My offshore bank stopped operating. How do I reclaim my deposit?

The global financial system is complex. Offshore financial centers further this complexity by their enhanced privacy protection and quest for personal financial freedom. This sometimes creates conflicting situations in other jurisdictions. Especially where misconceptions and other misunderstandings arise, asset and fund recovery becomes arduous. Creditors of offshore banks must therefore pay close attention to the applicable rules so that they can minimize risk and maximize repayment.

When an offshore bank fails or is likely to fail, several mechanisms are triggered. Regulatory interventions allows for the appointment of a special administrator whilst assuming control over the financial institution. Swift action is necessary to mitigate risk and protect the capital position of the bank. To give creditors access to their insured deposit, the domestic deposit guarantee scheme and the investment compensation scheme are activated. Creditors must apply with the administrator of the respective schemes for repayment of the maximum insured amount. The administrator verifies the legitimacy of the claims and pays out within a month after submission when the claim is approved. Disqualified creditors, those who have amounts exceeding the insurance coverage and claimants who missed the deadlines of the schemes are subject to resolution decrees and the traditional liquidation and winding down procedures.

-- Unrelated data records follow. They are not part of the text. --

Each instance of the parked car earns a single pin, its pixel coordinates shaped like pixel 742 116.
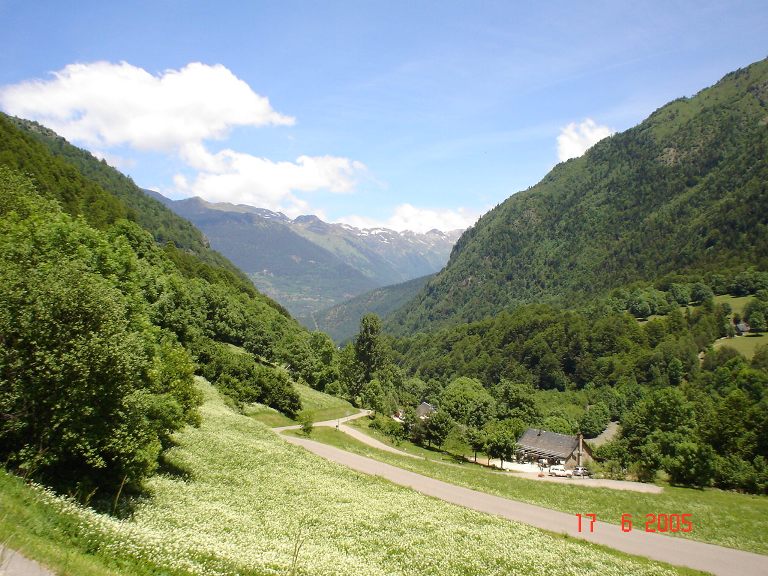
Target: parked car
pixel 560 471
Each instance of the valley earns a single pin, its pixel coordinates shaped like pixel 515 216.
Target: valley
pixel 202 386
pixel 309 265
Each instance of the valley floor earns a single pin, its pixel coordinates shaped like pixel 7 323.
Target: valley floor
pixel 689 553
pixel 238 499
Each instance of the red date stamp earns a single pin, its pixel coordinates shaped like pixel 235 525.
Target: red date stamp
pixel 662 523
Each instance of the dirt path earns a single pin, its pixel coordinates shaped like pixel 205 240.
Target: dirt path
pixel 356 434
pixel 678 551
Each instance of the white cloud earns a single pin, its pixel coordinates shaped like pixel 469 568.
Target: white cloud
pixel 575 139
pixel 409 217
pixel 230 176
pixel 103 104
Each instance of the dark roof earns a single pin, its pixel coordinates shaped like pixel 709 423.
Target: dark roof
pixel 549 444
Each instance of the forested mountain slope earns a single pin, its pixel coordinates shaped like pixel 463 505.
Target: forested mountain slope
pixel 307 264
pixel 342 321
pixel 685 190
pixel 84 185
pixel 103 327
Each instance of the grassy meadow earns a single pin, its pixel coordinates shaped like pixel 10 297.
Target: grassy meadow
pixel 720 517
pixel 243 501
pixel 320 406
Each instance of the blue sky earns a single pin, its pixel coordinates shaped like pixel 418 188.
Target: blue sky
pixel 412 114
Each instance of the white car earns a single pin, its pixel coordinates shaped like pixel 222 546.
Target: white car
pixel 560 471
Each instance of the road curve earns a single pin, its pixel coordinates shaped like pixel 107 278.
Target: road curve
pixel 677 551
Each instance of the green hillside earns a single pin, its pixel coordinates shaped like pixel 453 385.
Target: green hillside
pixel 252 504
pixel 103 329
pixel 342 321
pixel 84 185
pixel 687 189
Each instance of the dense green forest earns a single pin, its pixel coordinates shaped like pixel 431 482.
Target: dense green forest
pixel 86 186
pixel 341 321
pixel 685 191
pixel 595 296
pixel 696 411
pixel 103 327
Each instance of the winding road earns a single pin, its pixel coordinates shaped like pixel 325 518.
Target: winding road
pixel 677 551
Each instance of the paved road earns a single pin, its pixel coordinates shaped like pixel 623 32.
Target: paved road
pixel 678 551
pixel 14 564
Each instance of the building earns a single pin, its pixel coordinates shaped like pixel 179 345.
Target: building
pixel 571 450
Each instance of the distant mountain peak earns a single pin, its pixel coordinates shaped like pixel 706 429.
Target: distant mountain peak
pixel 308 264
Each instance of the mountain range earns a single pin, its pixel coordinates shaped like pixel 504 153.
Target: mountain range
pixel 307 264
pixel 685 191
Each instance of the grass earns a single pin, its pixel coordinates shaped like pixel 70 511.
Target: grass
pixel 746 345
pixel 725 518
pixel 323 406
pixel 33 528
pixel 252 504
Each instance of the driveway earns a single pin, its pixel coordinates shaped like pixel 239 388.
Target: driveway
pixel 678 551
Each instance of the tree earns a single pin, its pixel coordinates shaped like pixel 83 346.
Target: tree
pixel 517 400
pixel 757 322
pixel 691 464
pixel 438 426
pixel 595 420
pixel 700 292
pixel 307 423
pixel 501 438
pixel 468 402
pixel 476 439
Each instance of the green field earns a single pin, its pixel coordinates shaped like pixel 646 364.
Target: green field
pixel 746 345
pixel 319 405
pixel 252 504
pixel 323 406
pixel 725 518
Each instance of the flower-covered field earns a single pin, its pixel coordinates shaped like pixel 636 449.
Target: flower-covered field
pixel 254 504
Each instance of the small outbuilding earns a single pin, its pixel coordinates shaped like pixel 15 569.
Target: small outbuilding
pixel 535 444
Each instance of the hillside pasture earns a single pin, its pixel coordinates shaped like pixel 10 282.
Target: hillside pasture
pixel 252 504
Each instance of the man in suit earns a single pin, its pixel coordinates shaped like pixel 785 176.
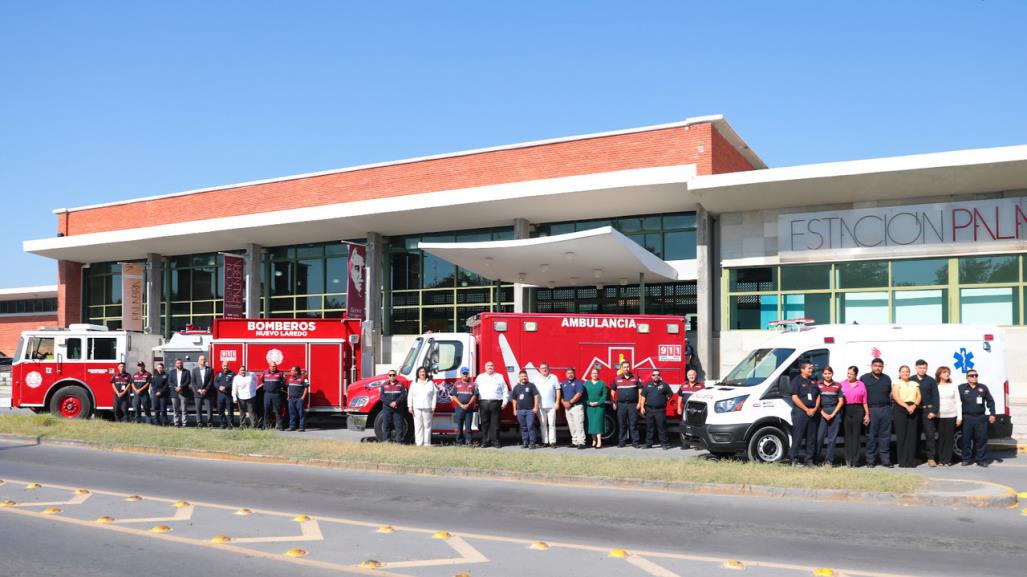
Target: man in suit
pixel 181 382
pixel 202 384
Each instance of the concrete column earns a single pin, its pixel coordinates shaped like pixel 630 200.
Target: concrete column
pixel 522 297
pixel 154 293
pixel 371 351
pixel 255 265
pixel 705 286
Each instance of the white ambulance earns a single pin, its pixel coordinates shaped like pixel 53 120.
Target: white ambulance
pixel 748 413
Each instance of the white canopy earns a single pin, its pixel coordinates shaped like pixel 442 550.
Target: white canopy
pixel 600 256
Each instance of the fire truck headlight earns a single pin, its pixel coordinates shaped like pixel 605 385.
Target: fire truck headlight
pixel 730 405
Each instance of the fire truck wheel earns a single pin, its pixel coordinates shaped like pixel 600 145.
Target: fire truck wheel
pixel 769 445
pixel 71 402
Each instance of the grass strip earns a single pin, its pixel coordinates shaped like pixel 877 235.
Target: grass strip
pixel 248 441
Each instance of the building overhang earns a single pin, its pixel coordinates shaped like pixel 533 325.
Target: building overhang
pixel 600 256
pixel 623 192
pixel 899 178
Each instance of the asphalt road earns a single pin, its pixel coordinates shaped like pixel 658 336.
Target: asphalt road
pixel 492 525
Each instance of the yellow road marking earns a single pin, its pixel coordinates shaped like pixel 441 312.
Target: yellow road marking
pixel 458 538
pixel 650 567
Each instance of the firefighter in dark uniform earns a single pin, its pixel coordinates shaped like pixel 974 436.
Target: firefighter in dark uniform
pixel 654 397
pixel 141 393
pixel 464 401
pixel 979 412
pixel 626 404
pixel 160 391
pixel 272 381
pixel 121 383
pixel 223 387
pixel 393 409
pixel 805 408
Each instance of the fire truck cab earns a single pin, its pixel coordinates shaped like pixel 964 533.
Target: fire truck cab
pixel 68 371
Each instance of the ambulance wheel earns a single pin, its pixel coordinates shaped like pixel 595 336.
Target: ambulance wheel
pixel 768 445
pixel 71 402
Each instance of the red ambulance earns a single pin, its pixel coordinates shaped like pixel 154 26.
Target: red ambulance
pixel 328 350
pixel 522 341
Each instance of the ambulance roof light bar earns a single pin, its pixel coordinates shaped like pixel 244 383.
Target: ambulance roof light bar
pixel 789 324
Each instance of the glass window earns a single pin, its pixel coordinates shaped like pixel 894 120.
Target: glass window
pixel 815 306
pixel 981 270
pixel 989 306
pixel 805 277
pixel 863 274
pixel 753 311
pixel 753 279
pixel 103 348
pixel 863 308
pixel 679 245
pixel 920 272
pixel 920 307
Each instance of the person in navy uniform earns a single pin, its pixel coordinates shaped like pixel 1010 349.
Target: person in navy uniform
pixel 879 401
pixel 979 412
pixel 272 381
pixel 393 409
pixel 160 390
pixel 299 389
pixel 464 401
pixel 526 398
pixel 654 397
pixel 223 388
pixel 805 407
pixel 141 393
pixel 626 402
pixel 121 383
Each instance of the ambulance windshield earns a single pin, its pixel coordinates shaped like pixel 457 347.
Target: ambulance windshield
pixel 408 363
pixel 757 368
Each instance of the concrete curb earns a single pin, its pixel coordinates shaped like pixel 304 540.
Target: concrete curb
pixel 1003 497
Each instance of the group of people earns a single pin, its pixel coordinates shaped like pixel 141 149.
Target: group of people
pixel 583 404
pixel 263 399
pixel 873 402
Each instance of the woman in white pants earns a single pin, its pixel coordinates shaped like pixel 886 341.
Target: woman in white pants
pixel 421 402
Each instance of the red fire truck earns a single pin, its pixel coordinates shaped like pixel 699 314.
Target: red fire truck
pixel 328 349
pixel 522 341
pixel 68 372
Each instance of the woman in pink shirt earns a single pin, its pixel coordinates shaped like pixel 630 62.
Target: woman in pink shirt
pixel 857 415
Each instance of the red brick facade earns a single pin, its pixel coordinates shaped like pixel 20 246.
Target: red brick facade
pixel 11 327
pixel 696 144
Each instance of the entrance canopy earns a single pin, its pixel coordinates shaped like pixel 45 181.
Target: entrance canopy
pixel 600 256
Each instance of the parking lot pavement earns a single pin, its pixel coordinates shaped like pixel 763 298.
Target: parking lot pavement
pixel 344 545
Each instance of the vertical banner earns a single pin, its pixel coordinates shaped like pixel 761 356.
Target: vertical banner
pixel 357 284
pixel 235 285
pixel 131 296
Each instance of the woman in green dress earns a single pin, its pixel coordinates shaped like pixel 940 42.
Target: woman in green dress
pixel 595 411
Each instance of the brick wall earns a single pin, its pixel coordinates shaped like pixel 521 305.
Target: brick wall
pixel 69 293
pixel 698 144
pixel 11 327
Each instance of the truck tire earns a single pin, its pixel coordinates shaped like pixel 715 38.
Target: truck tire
pixel 768 445
pixel 71 402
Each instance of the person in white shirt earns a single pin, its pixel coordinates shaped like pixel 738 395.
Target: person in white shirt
pixel 421 404
pixel 493 394
pixel 949 414
pixel 244 393
pixel 548 390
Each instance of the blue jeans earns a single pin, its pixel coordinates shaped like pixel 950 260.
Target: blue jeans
pixel 463 418
pixel 296 413
pixel 526 418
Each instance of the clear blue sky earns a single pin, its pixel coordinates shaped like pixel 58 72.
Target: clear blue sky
pixel 107 101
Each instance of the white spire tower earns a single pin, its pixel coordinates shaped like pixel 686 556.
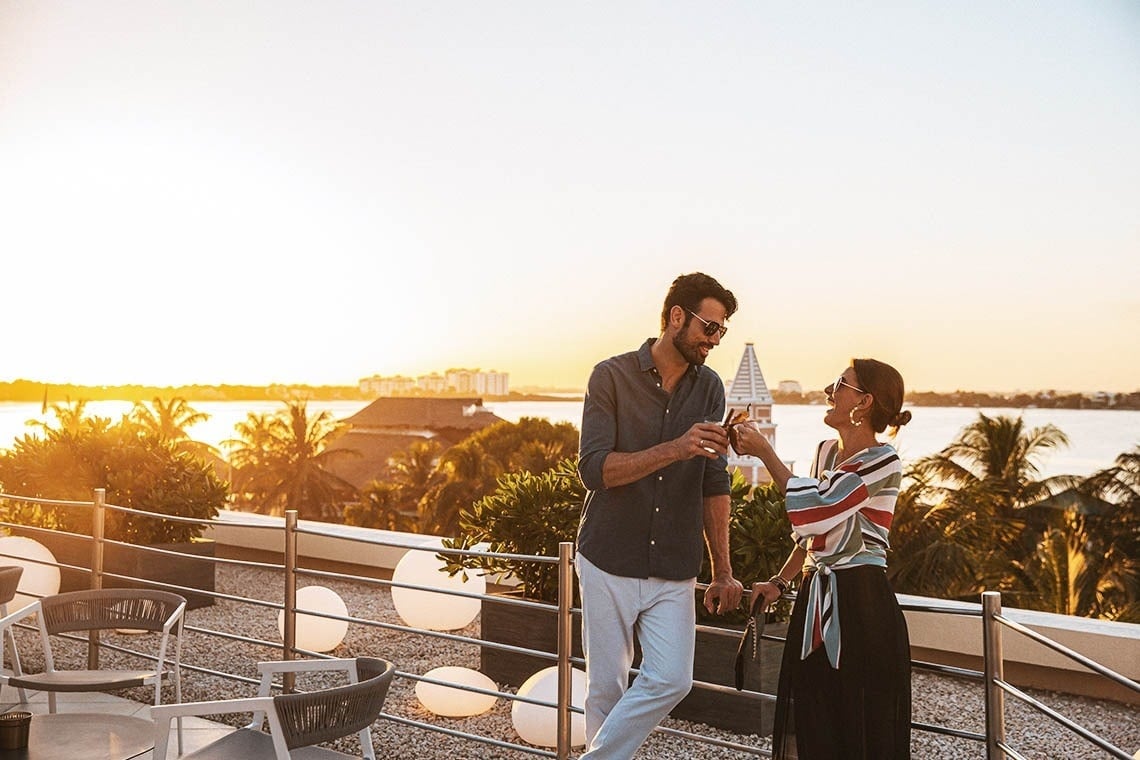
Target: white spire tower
pixel 746 390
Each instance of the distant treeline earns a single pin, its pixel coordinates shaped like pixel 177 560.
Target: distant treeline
pixel 1042 400
pixel 49 393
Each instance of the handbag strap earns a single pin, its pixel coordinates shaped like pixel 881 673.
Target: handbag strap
pixel 750 639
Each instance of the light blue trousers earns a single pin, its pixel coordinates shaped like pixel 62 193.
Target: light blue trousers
pixel 662 615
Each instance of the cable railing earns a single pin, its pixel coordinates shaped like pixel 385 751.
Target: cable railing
pixel 992 678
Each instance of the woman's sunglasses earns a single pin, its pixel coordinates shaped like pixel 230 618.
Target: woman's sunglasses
pixel 710 327
pixel 840 381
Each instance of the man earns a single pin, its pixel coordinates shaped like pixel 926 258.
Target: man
pixel 652 458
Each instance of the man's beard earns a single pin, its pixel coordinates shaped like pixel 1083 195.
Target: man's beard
pixel 690 351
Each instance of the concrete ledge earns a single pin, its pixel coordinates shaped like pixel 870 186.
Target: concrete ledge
pixel 955 639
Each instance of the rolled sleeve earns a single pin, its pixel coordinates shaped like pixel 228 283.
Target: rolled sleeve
pixel 599 430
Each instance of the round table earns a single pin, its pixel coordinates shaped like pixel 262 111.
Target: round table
pixel 88 735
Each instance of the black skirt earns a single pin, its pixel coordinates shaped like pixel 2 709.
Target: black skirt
pixel 861 710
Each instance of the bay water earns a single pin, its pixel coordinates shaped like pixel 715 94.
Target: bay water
pixel 1097 436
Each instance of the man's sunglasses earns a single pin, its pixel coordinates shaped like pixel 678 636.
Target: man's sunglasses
pixel 710 327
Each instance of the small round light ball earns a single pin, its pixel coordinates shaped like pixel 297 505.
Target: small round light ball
pixel 539 725
pixel 314 632
pixel 430 610
pixel 38 580
pixel 453 702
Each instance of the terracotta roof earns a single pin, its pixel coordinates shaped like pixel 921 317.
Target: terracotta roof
pixel 374 450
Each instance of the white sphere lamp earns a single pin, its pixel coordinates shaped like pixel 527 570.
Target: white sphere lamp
pixel 453 702
pixel 38 580
pixel 430 610
pixel 314 632
pixel 539 725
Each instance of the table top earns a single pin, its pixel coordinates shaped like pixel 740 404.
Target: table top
pixel 88 735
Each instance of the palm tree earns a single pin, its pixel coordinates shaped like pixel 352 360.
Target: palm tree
pixel 410 470
pixel 71 419
pixel 282 463
pixel 169 421
pixel 1110 508
pixel 962 523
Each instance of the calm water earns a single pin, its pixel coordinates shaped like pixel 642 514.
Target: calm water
pixel 1096 436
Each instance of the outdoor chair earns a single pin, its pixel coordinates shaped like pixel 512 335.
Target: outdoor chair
pixel 94 611
pixel 296 721
pixel 9 582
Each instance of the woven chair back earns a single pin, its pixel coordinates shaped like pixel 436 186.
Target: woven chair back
pixel 97 610
pixel 327 714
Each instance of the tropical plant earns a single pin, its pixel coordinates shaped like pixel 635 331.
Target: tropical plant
pixel 170 421
pixel 471 468
pixel 137 468
pixel 1102 516
pixel 281 462
pixel 962 523
pixel 392 504
pixel 527 514
pixel 530 514
pixel 381 506
pixel 759 541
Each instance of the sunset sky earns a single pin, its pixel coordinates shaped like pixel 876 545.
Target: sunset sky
pixel 254 191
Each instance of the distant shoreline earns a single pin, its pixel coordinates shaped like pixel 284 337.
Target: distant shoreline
pixel 30 391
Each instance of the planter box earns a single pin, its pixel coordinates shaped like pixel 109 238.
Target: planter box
pixel 133 561
pixel 714 662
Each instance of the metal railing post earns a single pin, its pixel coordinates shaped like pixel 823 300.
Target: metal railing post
pixel 98 520
pixel 290 634
pixel 566 642
pixel 994 671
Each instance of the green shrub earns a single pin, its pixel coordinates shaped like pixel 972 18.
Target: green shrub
pixel 137 470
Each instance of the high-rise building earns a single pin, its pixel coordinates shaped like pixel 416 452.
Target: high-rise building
pixel 470 382
pixel 749 391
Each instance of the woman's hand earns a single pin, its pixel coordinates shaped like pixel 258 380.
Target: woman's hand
pixel 768 590
pixel 747 439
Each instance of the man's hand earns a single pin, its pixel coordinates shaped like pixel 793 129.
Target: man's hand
pixel 708 440
pixel 723 595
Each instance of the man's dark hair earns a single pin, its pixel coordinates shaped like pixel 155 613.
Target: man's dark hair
pixel 687 292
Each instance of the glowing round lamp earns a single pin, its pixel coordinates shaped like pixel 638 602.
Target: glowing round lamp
pixel 312 632
pixel 430 610
pixel 453 702
pixel 39 580
pixel 538 725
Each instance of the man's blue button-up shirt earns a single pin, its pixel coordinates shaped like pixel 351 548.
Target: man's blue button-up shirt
pixel 652 528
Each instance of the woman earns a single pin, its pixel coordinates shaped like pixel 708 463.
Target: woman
pixel 845 681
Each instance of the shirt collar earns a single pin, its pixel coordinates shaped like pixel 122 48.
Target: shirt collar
pixel 645 359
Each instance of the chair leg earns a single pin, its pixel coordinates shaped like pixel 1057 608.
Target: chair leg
pixel 10 640
pixel 366 751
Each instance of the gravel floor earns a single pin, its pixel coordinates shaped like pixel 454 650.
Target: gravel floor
pixel 937 700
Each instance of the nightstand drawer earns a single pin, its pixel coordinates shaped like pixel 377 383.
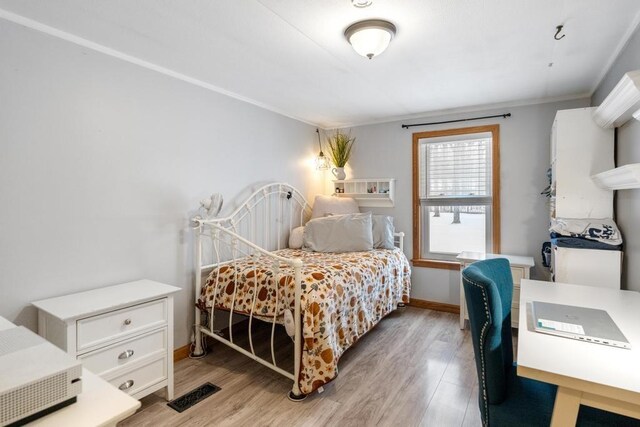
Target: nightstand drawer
pixel 105 360
pixel 142 377
pixel 109 327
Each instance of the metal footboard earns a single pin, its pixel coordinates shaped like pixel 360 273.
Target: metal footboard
pixel 259 226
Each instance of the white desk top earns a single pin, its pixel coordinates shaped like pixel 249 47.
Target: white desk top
pixel 96 301
pixel 99 404
pixel 515 260
pixel 600 364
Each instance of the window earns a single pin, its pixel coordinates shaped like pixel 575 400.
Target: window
pixel 456 194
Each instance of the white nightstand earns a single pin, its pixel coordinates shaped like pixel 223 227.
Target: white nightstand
pixel 520 269
pixel 123 333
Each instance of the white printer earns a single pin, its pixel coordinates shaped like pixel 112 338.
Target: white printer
pixel 36 377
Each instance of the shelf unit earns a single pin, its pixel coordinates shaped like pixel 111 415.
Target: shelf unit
pixel 621 178
pixel 579 149
pixel 372 192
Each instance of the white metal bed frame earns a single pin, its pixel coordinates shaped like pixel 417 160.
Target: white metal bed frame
pixel 259 226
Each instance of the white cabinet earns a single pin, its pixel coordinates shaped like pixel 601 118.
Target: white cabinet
pixel 520 269
pixel 579 149
pixel 591 267
pixel 374 192
pixel 123 333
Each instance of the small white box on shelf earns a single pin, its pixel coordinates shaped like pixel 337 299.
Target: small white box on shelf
pixel 373 192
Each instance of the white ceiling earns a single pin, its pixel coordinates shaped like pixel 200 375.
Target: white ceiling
pixel 291 56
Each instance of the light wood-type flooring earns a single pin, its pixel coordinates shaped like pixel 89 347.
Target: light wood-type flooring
pixel 415 368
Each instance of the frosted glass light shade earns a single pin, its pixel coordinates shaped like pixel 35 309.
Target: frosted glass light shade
pixel 370 38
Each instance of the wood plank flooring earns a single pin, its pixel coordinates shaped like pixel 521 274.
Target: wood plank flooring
pixel 415 368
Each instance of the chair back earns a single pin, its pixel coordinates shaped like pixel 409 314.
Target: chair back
pixel 488 288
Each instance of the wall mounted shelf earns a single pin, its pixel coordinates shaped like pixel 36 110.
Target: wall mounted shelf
pixel 621 178
pixel 622 103
pixel 373 192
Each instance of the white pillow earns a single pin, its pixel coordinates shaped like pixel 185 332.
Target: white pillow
pixel 383 232
pixel 339 233
pixel 295 238
pixel 332 205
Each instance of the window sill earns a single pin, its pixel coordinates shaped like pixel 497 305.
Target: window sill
pixel 432 263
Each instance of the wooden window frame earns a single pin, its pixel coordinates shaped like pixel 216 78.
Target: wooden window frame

Offshore banking has two distinctions. It either utilizes the offshore financial center and its local banks, or a company incorporated and registered in an offshore jurisdiction holds a direct relationship with a financial institution abroad. Failure of these institutions therefore requires a different approach towards recovery. Preparation and dedication is critical to avoid unnecessary damage and financial losses.

Creditors in offshore bank failure are urged to take the matter seriously. A staged recovery plan is recommended because it includes several steps of repayment. Most of these staged recovery plans combine different isolated strategies to collect some of the outstanding account balance. At the end repayment does not happen as a bullet payment but arrives in a staged sequence. It follows that such approaches spread risk of repayment over different actions and thus lowers the reliance on for example the bank liquidation.